Bir yazarın söylediği gibi, ‘asıl trajedi bu salgından değişmeden çıkmaktır’. Bir ders çıkarmalıyız, insani dayanışmayı paranın ve Pazar ekonomisinin önüne koymayı başarmalıyız. İnsanlığın kaderini yapacağımız seçimle değiştirebiliriz: Kibre devam mı, yoksa tevazu sapağından ayrılacak mıyız?
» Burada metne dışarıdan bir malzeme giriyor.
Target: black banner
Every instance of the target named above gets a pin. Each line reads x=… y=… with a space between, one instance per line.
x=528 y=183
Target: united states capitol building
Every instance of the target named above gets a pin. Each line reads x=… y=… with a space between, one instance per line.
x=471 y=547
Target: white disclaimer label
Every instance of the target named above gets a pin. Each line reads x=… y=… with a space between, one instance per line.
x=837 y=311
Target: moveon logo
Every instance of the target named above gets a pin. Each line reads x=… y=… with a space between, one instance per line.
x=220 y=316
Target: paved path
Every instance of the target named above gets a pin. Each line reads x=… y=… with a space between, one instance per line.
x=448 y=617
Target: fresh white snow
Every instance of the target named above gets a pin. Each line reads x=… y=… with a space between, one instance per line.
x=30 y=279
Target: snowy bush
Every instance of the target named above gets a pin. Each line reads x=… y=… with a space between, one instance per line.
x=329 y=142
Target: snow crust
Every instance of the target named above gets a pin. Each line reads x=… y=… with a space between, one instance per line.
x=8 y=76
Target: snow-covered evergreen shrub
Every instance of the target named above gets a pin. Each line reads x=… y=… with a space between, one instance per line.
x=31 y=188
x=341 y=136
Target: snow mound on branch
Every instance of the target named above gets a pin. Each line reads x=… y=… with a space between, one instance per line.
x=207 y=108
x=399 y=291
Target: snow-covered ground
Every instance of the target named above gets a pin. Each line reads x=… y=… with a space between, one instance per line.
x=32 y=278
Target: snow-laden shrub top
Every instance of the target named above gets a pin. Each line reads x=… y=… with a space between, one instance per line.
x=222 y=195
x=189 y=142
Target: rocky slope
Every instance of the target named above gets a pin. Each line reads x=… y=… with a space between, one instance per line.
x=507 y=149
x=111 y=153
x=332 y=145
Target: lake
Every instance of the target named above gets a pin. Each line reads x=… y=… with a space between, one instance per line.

Maddeciliğin ve tamahkarlığın çölünden manevi olanın vahasına istikamet tutabilecek miyiz? Ego sistem mi ekosistem mi? Gürültücü ego mu, sessiz ego mu? Benim cevabım bizi onaracak olanı seçeceğimiz yönünde: Daha az kutuplaşma, hayatın küçük zevklerini ve araya saklanmış mutluluk anlarını daha fazla idrak edebilme. Kendimizi merhamet ve iyilik yönünde eğitmeliyiz. Hakikat sonrası çağ geride kaldı artık, yalın hakikate ihtiyaç duyuyoruz. Bu büyük afetin ciddi artçı sarsıntıları olacak. Dünya ‘empati çağı’nı başlatmak için bundan daha iyi bir dönüm noktası bulamaz. Bu salgın insanın ‘güçsüzlük beyanı’. Hepimiz o kadar yaralanabilir ve kırılganız ki. Tıpkı bir mülteci gibi. Hiçbir yerde güvende değiliz. Daima bir tekinsizlik hali. Yersiz yurtsuza sırtını dönen dünya, onun yaşadığı güvensizliği iliklerine kadar hissediyor şimdi. Kendi faniliğimizle yüzleşiyoruz, onulmaz acizliğimizle. Tanrı’yla savaşamayız. Bu musibetten bir hayır doğacaksa eğer, nefis muhasebemizi iyi yapabilirsek olacak. Üzüntümüz bir şeyleri değiştirebilirse, dünya daha güzel ve emin bir yer olacak.